Recently I have had some problems with my prints releasing from the heated build plate. After thinking about it for a little while I remembered that these two failed prints of my Filter Media Support (http://www.thingiverse.com/thing:1367288) occurred only after I switched from using binder clips to hold my glass plate to the heated bed to Bed Clips (http://www.thingiverse.com/make:205466). I thought, “maybe these plastic bed clips are simply not holding the glass plate tight enough to the heated bed?” Sure enough when I went back to the binder clips all was fine.
I could not stop there as I had to do a little heat transfer calculation (I have been a chemical engineer for 30 years after all) to see what the actual temperature at the surface of the glass build plate is. I found that with the bed temperature set at 110C (measured from the thermistor taped to the bottom of the heated bed of course) if there is assumed to be an absolute zero gap between the glass plate and the heated bed and the ambient temperature is say 80F (I have my MakerFarm Prusa i3v in an enclosure I built) then the actual temperature at the print surface, the top of the glass plate is about 105C. If there is a small gap between the heated bed and the glass build plate, say 0.5mm like if plastic clips are used to hold these two together instead of binder clips, the temperature at the top of the glass plate falls all the way to 90C!
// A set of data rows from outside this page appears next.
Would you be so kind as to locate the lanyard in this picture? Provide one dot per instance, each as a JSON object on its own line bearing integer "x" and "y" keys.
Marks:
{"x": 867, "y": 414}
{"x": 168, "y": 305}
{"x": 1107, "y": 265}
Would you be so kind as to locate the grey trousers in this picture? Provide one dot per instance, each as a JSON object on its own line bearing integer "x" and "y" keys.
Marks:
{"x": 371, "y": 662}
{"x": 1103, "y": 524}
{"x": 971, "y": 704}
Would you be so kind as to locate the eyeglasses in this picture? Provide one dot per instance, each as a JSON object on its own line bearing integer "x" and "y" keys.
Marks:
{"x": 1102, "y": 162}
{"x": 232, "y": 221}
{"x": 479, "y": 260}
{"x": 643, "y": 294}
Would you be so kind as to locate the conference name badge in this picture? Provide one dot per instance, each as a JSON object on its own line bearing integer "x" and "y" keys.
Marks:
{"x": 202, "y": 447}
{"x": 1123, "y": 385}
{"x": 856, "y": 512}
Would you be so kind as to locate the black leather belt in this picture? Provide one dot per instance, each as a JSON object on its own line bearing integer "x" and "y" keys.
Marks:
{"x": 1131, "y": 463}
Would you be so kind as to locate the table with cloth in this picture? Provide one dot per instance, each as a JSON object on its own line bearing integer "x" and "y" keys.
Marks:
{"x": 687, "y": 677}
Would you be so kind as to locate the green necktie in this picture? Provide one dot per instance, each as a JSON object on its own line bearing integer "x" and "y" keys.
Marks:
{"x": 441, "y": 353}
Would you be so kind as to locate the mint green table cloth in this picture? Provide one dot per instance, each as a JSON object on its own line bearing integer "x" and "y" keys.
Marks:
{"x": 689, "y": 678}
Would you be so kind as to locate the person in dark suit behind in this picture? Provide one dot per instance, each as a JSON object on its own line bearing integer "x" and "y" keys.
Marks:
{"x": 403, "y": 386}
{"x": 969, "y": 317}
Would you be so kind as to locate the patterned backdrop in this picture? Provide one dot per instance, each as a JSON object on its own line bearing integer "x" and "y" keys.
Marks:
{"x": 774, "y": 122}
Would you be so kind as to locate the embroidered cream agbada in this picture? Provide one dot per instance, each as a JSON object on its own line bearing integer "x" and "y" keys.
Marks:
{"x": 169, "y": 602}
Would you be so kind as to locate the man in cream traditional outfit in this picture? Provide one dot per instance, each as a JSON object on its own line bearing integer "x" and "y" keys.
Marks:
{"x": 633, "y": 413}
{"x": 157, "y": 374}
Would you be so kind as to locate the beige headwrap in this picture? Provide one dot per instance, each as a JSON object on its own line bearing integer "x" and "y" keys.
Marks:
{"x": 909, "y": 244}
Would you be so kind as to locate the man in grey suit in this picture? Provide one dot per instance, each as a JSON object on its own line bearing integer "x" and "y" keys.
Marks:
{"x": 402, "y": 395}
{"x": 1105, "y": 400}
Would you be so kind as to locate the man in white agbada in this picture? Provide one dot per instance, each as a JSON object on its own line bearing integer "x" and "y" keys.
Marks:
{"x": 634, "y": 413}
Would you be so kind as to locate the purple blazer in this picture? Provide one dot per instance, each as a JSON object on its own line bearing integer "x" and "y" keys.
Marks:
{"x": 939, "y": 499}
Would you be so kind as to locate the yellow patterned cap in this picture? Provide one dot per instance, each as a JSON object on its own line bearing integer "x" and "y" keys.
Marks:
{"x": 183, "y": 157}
Of course I had to write a simple web page using JavaScript so that you and make these calculations for a variety of bed temperature settings and gaps, see http://www.63alfred.com/3dprinter/heated_bed.htm
I have never seen any of this discussed before as it comes to 3D Printing. I am wondering, could a lot of the problem of getting prints to stick in many cases simply being because they are under the impression that the bed temperature they set on their printer is simply not that actually present at the contact point of the first layer of printed plastic itself?